Of course, for validation, you don't want this sampling to be random,
since you want to be able to compare loss on the same patches every
time you validate. If chunk_size
is set to 0 (as it is in the TEST
phase of your proto-text), then the data layer will go through the
list of images one image at a time, using each image to generate
batches for chunk_repeat
iterations.
Sensor Layers: The sensor.py
file provides four layer classes,
each of which take in the channel 4-channel blob produced by the data
layer, and output a single channel blob formed by sampling a specific
channel at each location. Each class uses a different sampling
pattern: Bayer
samples according to the Bayer pattern, CFZ14
according to [Chakrabarti et al. 2014]'s pattern, and FLCFA
according to an arbitrary pattern specified as a code string in its
parameter string. The fourth kind of sensor layer is LCFA
that
actually learns the sensor pattern. A soft encoding of the pattern
(see the paper for details) is a learnable parameter blob for this
layer, and will be updated by caffe using SGD, and stored with the
reconstruction weights in saved caffemodel
files.
The network architectures for various training settings are provided
in the files in the prototxt/
directory. Note that these are only
the network proto-texts. You will need to create a solver.prototxt
file that: (a) saves weights in the HDF5 format (instead of protobuf),
(b) trains using SGD with a momentum of 0.9, and (c) follows a
learning rate schedule from the paper (and also detailed below). If
you want to test on the validation set, you should set test_iter
to
the number of validation images (51 in our split defined in
data/val.txt
).
In the experiments in the paper, we first learned the sensor pattern
at a noise-level of 0.01. The file learncfa.prototxt
provides the
network architecture to achieve this (if you want to learn the pattern
at a different noise-level, you will have to modify the last parameter
in the param_str
for the data layers).
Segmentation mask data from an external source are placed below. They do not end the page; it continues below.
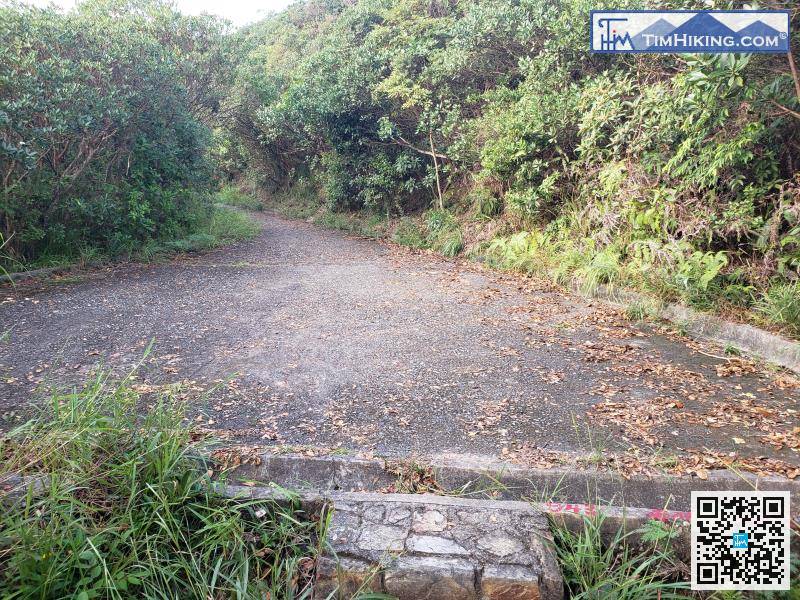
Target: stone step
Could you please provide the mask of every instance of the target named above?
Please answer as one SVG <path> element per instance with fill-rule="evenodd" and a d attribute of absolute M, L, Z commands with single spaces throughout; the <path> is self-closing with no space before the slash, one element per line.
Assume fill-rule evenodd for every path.
<path fill-rule="evenodd" d="M 317 598 L 560 600 L 544 514 L 526 502 L 337 493 Z"/>
<path fill-rule="evenodd" d="M 542 498 L 555 502 L 601 506 L 669 507 L 688 511 L 691 491 L 759 489 L 788 491 L 792 506 L 800 507 L 800 479 L 755 476 L 733 471 L 711 471 L 708 478 L 676 475 L 633 475 L 616 469 L 581 466 L 586 456 L 553 468 L 528 468 L 489 456 L 443 455 L 417 458 L 417 468 L 427 469 L 444 491 L 468 490 L 473 497 L 502 500 Z M 264 452 L 247 457 L 228 476 L 276 482 L 303 491 L 382 491 L 398 483 L 392 461 L 355 456 L 304 456 Z M 398 463 L 394 463 L 397 466 Z M 412 463 L 408 463 L 411 465 Z"/>

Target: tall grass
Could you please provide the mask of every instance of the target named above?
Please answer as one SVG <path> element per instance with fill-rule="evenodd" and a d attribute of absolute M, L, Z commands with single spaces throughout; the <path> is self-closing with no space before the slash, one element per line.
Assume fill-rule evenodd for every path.
<path fill-rule="evenodd" d="M 310 597 L 320 523 L 215 492 L 183 405 L 167 394 L 141 414 L 128 383 L 98 373 L 0 439 L 3 470 L 43 482 L 0 497 L 0 595 Z"/>
<path fill-rule="evenodd" d="M 199 252 L 251 239 L 259 231 L 258 221 L 247 213 L 217 204 L 208 219 L 193 233 L 173 240 L 151 240 L 134 256 L 149 261 L 179 252 Z"/>
<path fill-rule="evenodd" d="M 688 584 L 677 581 L 671 540 L 675 531 L 659 522 L 604 542 L 604 516 L 585 516 L 578 531 L 553 522 L 556 556 L 573 600 L 668 600 L 686 598 Z M 644 544 L 634 543 L 634 536 Z"/>
<path fill-rule="evenodd" d="M 217 192 L 216 201 L 226 206 L 235 206 L 247 210 L 264 210 L 264 203 L 255 194 L 247 193 L 239 188 L 226 185 Z"/>
<path fill-rule="evenodd" d="M 773 285 L 756 308 L 771 322 L 794 336 L 800 336 L 800 283 Z"/>
<path fill-rule="evenodd" d="M 429 210 L 425 215 L 427 242 L 436 252 L 453 257 L 464 249 L 464 236 L 455 216 L 446 210 Z"/>

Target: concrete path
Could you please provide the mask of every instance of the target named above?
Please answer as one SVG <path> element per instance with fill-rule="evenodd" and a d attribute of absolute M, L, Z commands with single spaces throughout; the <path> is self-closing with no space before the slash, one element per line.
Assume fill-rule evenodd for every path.
<path fill-rule="evenodd" d="M 259 219 L 234 247 L 0 288 L 7 423 L 155 339 L 138 388 L 183 382 L 195 425 L 236 441 L 797 475 L 786 374 L 544 284 Z"/>

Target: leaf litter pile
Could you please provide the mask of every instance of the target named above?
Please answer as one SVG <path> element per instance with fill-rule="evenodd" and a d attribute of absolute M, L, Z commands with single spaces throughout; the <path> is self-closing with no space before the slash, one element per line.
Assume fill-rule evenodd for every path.
<path fill-rule="evenodd" d="M 623 473 L 652 472 L 692 474 L 701 479 L 716 469 L 733 469 L 758 475 L 800 476 L 797 394 L 800 379 L 786 372 L 772 373 L 751 360 L 708 352 L 696 341 L 681 340 L 693 352 L 723 362 L 704 374 L 663 362 L 630 344 L 613 341 L 630 333 L 621 313 L 598 310 L 589 319 L 601 332 L 601 340 L 582 347 L 588 362 L 608 362 L 610 378 L 591 394 L 599 398 L 587 415 L 589 423 L 613 429 L 629 447 L 621 455 L 609 455 L 609 466 L 624 467 Z M 659 333 L 670 334 L 668 329 Z M 605 335 L 603 335 L 605 334 Z M 603 338 L 606 338 L 605 340 Z M 610 339 L 609 339 L 610 338 Z M 651 392 L 628 393 L 625 380 L 635 377 Z M 754 391 L 737 378 L 757 377 Z M 727 381 L 725 381 L 727 380 Z M 663 452 L 666 436 L 678 437 L 689 427 L 720 430 L 736 447 L 751 450 L 724 452 L 708 448 L 678 448 Z M 782 457 L 767 456 L 759 448 L 785 451 Z M 788 453 L 788 454 L 787 454 Z M 800 457 L 798 457 L 800 458 Z"/>

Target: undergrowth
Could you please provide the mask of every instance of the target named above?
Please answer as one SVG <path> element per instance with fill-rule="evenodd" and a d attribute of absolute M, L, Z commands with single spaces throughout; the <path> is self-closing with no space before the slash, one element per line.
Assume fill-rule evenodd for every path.
<path fill-rule="evenodd" d="M 138 260 L 155 260 L 170 254 L 200 252 L 241 242 L 258 235 L 259 223 L 237 208 L 217 204 L 197 231 L 173 240 L 151 240 L 132 255 Z"/>
<path fill-rule="evenodd" d="M 578 243 L 561 229 L 548 228 L 497 237 L 473 254 L 494 267 L 545 277 L 589 294 L 603 285 L 625 286 L 800 336 L 800 284 L 775 283 L 759 292 L 742 284 L 736 272 L 725 272 L 724 252 L 690 252 L 653 242 L 598 248 L 590 239 Z M 641 312 L 634 310 L 637 318 L 644 316 Z"/>
<path fill-rule="evenodd" d="M 44 478 L 3 500 L 4 598 L 310 597 L 323 523 L 215 492 L 176 398 L 141 414 L 99 372 L 0 439 L 7 474 Z"/>
<path fill-rule="evenodd" d="M 233 185 L 226 185 L 217 192 L 217 203 L 247 210 L 264 210 L 264 203 L 255 194 L 244 192 Z"/>
<path fill-rule="evenodd" d="M 577 531 L 553 519 L 556 557 L 573 600 L 669 600 L 685 598 L 682 563 L 672 551 L 675 529 L 658 521 L 644 529 L 619 529 L 603 541 L 602 512 L 585 516 Z M 638 539 L 637 539 L 638 538 Z M 634 541 L 636 540 L 636 541 Z"/>
<path fill-rule="evenodd" d="M 320 200 L 319 190 L 306 180 L 289 190 L 272 194 L 269 205 L 286 217 L 309 221 L 320 227 L 371 238 L 386 236 L 385 215 L 369 210 L 356 212 L 335 210 Z"/>
<path fill-rule="evenodd" d="M 464 249 L 464 236 L 452 213 L 430 210 L 425 215 L 425 225 L 428 229 L 428 246 L 436 252 L 453 257 Z"/>
<path fill-rule="evenodd" d="M 228 205 L 216 204 L 209 215 L 197 222 L 189 231 L 171 238 L 150 239 L 136 246 L 124 247 L 117 251 L 85 246 L 74 249 L 70 254 L 44 254 L 33 263 L 5 263 L 9 271 L 28 271 L 46 267 L 81 268 L 102 264 L 114 259 L 151 261 L 171 254 L 199 252 L 235 242 L 247 240 L 258 235 L 261 226 L 247 213 Z"/>
<path fill-rule="evenodd" d="M 757 310 L 773 323 L 800 337 L 800 283 L 772 286 L 759 300 Z"/>

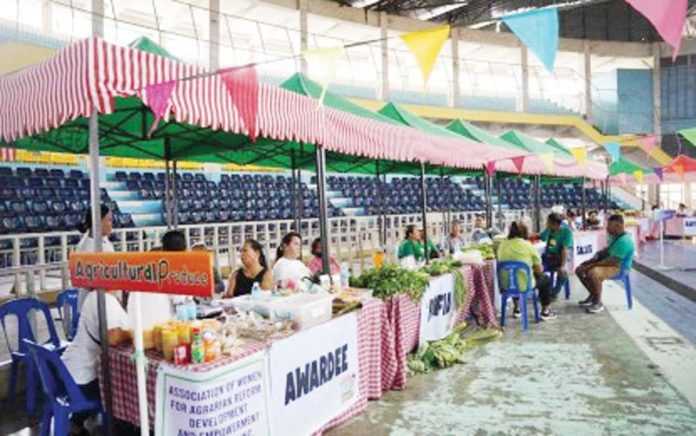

To recreate the setting in
the paper, train this network for 1.5e6
iterations with a learning
rate of 0.001
. Once you are done training, call the script
h5proc/getCode.sh
with a path to the trained caffemodel.h5 file, to
retrieve the sensor code string.
We then train reconstruction networks at several different noise
levels using this code, and the FLCFA
sensor layer, passing the
code string retrieved in the previous step in the param_str
of
that layer. The file flcfa50.prototxt
provides the description of
the network architecture for this (for a noise level of
0.005
). These networks are trained for 1.5e6
iterations with a
learning rate of 0.001
, and another 1e5
iterations with
lr=0.0001
.
The bayer50.prototxt
and cfz50.prototxt
files can be used for
training reconstruction networks for the Bayer and
[Chakrabarti et al. 2014] pattern respectively. These should be
trained with the same schedule as the flcfa50.prototxt
network:
1.5e6
iterations with lr=0.001
, followed by 1e5
iterations with
lr=0.0001
.
After you are done training the reconstruction networks, you can use
the h5proc/h5npz.py
script, e.g.:
h5npz.py /path/to/wts/bayer25_iter_1500000.caffemodel.h5 bayer25.npz
to convert the stored caffe model into the .npz
format used by our
reconstruction script run/runDM.py
. Note that the architecture of
the network is hard-coded into the reconstruction script, so if you
choose to use a different reconstruction architecture, you'll have to
make corresponding changes in the runDM.py
script as well.